Anaclet Libère arqua le sourcil, dans une moue qui trahissait toute sa suspicion, si bien qu'elle en éclipsa un instant la colère sourde qui l'avait gagné des semaines plus tôt. « C'est déjà chose faite, pauvre crétin. » Siffla-t-il, retenant la main qui ne demandait qu'à gifler cet imbécile qui rentrait la tête entre ses épaules. Il croisa les bras dans le dos, et commença à marcher de droite à gauche, en face des frères enveloppés dans des bures et des robes de nuits toutes plus ridicules les unes que les autres. « Ainsi donc vous n'avez rien à cacher. Vous n'oseriez pas mentir ici et maintenant ; devant moi et sous l'oeil des Déesses, rassurez moi ? » Ses yeux de cendres parcourait l'ensemble des pieux qui n'osaient rien dire, jusqu'à ce qu'un murmure s'élève. « Non, Monseigneur. Nous vivons dans l'honnêteté et la lumière que demandent les Déesses. »

Alors, à nouveau la sollicitude emplit son regard, et il cessa de faire les cents pas. S'il avait cette rigidité et ce tranchant propre au fer, il ne se cachait pas de la sollicitude qu'il pouvait avoir pour ceux qui choisissaient la route qui menait à la Justice des Trois. « Où est-elle, alors ? Dis moi, mon garçon, où est Flora del Carmen ? » Bien qu'il l'ai désignée, il rechignait encore et toujours à l'appeler Prêtresse. Ca n'était définitivement pas une fonction de femme, et ces maudites traditions lui interdisaient de la révoquer. Pour autant, elle saurait ce qu'il en coute d'inciter la pléiade à ce dont elle doit se garder. « Elle dort, Monseigneur. L'enfant est exténuée depuis qu'on nous la apportée. » Le Frère ne tarda pas à se taire, et indiqua simplement la direction du doigt. « Exténuée ou non, il est temps pour elle d'apprendre à remplir l'office pour lequel elle a été désignée. »

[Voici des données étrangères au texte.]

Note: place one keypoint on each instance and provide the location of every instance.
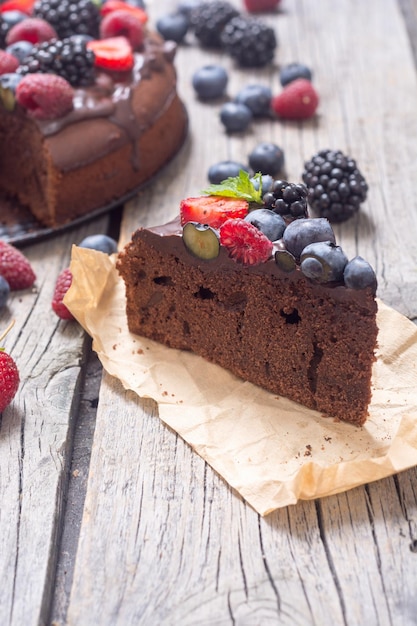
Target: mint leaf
(239, 186)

Ses pas claquèrent sur les dalles, troublant le silence retombé sur la Cathédrale. Ses pensées retournèrent aux brebis qu'il se devait de protéger, de garder du pêché. Celles qu'il devait guider, et celles que l'Aveugle poussait vers le plus noir des Enfers. Il aurait mille fois préféré qu'elle trouve grâce en la personne du Gérudo plutôt qu'en un paria, un hère, un crève-la-faim. Un hérétique, et un ignorant. S'il méprisait Ganondorf pour ce qu'il prétendait être, de la même façon qu'il dédaignait Zelda, au moins ces deux là versaient un tant soit peu dans le culte des Déesses. Il était essentiel qu'un symbole comme celui que cette pseudo-prêtresse était agisse comme un berger ; et celle-là dirigeait, hélas, les traine-misère sur le chemin dont il devait les préserver. Faudrait-il brûler tout Hyrule pour sauver ces âmes-là, qu'il n'hésiterait pas.

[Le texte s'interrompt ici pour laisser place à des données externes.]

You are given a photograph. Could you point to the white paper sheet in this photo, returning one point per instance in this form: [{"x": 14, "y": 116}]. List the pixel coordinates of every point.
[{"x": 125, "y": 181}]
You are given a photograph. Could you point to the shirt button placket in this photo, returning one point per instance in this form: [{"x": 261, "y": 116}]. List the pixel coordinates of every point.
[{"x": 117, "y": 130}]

Le bois vint fouetter la pierre de l'Église-Mère, quand il ouvrit grand la porte de la chambre dont disposait l'enfant ; pour elle seule. Il contint un reniflement dédaigneux, qui déforma cependant ses traits l'espace d'un instant. « Flora del Carmen, mon enfant. » Cracha-t-il de son ton plus froid que la mort elle même. « Il est plus que temps que tu prennes conscience de ce que tu es supposée être. » Il avait fait un pas, mais gardait la main gauche appuyée sur le battant de la porte qu'il avait presque fait sortir de ses gonds, sous le coup de la colère. Et ça n'était pas là l'unique preuve de cette contrariété qui lui venait des Déesses elles-même. Le poing droit était si serré qu'il en palissait presque plus que les yeux blanc et laiteux de la demoiselle.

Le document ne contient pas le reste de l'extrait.